In East Asia by the sixth century, Amitabha had become the focus of a practice based on a group of three related texts whose adherents sought to achieve rebirth in Amitabha's Pure Land, or personal paradise. This perfected world was believed to be an environment particularly conducive to attaining enlightenment. Paintings and sculptures of Amitabha escorting the souls of the recently deceased to his private realm were among the most widely produced images in China from the twelfth to the fourteenth century. See the next image for another example.
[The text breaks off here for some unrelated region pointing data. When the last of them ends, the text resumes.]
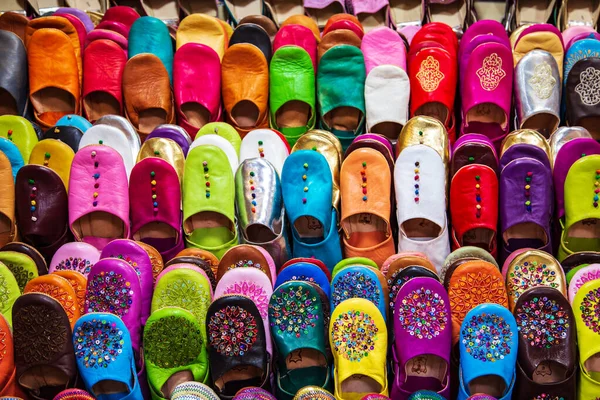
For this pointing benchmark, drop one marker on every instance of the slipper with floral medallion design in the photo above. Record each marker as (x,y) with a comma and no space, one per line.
(488,352)
(236,361)
(297,326)
(174,351)
(359,340)
(105,358)
(423,334)
(547,359)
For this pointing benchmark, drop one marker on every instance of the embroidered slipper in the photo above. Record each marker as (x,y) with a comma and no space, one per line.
(297,325)
(113,287)
(75,256)
(21,266)
(99,201)
(474,208)
(488,352)
(359,359)
(547,352)
(208,201)
(581,207)
(423,333)
(155,196)
(174,350)
(104,357)
(44,356)
(241,360)
(584,306)
(342,111)
(470,284)
(132,253)
(307,195)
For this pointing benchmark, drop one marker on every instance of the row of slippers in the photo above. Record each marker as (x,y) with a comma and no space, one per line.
(247,296)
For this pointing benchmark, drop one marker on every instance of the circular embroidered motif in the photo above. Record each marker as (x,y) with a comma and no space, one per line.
(109,292)
(542,322)
(98,343)
(423,314)
(232,331)
(172,342)
(75,264)
(187,294)
(528,275)
(294,311)
(487,337)
(356,284)
(354,334)
(255,292)
(590,310)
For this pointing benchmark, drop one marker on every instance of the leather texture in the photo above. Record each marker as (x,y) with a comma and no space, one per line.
(13,73)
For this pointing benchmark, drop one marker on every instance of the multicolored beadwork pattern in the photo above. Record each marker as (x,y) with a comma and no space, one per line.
(542,322)
(172,342)
(294,311)
(354,335)
(423,313)
(255,292)
(487,337)
(528,275)
(82,265)
(355,284)
(109,292)
(98,343)
(232,331)
(590,310)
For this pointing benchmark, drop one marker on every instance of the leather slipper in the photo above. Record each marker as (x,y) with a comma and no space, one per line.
(102,92)
(99,202)
(147,93)
(14,79)
(195,108)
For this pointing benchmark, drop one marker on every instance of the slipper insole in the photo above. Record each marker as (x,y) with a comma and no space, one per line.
(98,104)
(492,385)
(293,114)
(405,11)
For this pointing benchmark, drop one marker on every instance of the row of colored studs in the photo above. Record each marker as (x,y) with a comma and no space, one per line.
(206,178)
(478,196)
(33,196)
(528,179)
(417,180)
(253,188)
(304,177)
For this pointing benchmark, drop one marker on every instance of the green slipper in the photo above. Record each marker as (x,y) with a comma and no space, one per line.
(292,92)
(173,348)
(341,92)
(21,266)
(224,130)
(9,292)
(208,201)
(582,208)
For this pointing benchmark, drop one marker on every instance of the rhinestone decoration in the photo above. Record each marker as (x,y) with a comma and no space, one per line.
(186,294)
(355,284)
(590,310)
(98,343)
(354,334)
(294,310)
(487,337)
(109,292)
(528,275)
(172,342)
(253,291)
(75,264)
(542,322)
(232,331)
(423,313)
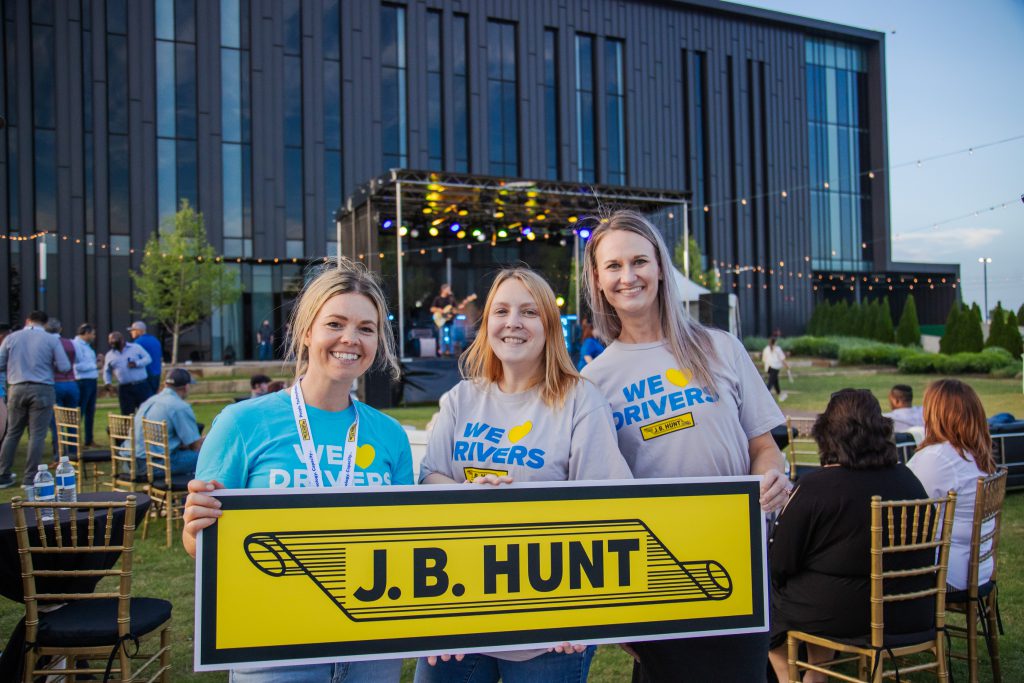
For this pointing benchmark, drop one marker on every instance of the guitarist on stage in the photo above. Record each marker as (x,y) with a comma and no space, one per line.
(444,309)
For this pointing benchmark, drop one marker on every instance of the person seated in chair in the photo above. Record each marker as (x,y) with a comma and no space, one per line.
(904,415)
(819,553)
(183,439)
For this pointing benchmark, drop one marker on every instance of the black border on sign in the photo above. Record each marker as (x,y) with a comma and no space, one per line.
(209,654)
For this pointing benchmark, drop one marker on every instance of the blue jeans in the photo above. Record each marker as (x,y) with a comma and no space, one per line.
(378,671)
(87,401)
(547,668)
(67,396)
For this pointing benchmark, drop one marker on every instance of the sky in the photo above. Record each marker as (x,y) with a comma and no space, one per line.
(954,76)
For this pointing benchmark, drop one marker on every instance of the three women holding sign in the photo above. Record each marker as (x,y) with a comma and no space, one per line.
(314,435)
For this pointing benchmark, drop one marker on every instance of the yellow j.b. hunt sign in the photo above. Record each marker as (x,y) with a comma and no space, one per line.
(314,575)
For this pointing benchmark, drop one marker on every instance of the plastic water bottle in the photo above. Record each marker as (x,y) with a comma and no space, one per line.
(45,492)
(67,492)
Buddha Amitabha Descending from His Pure Land, late 13th century, Southern Song dynasty (1127–1279), China. Hanging scroll; ink, color, and gold on silk; Image: 41 1/8 x 21 1/8 in. (104.5 x 53.7 cm); Overall with mounting: 71 1/2 x 28 1/4 in. (181.6 x 71.8 cm); Overall with knobs: 71 1/2 x 30 3/8 in. (181.6 x 77.2 cm). The Metropolitan Museum of Art, New York, Rogers Fund, 1987 (1987.148)
The imagery in this painting shows the Buddha Amitabha descending from his Pure Land to welcome the soul of a recently deceased individual into his paradisiacal abode. Amitabha is one of several Buddhas who create and maintain such realms, and paintings of Amitabha (either alone or attended by bodhisattvas) were among the most widely produced images in China from the twelfth to the fourteenth century. See the previous image for another example.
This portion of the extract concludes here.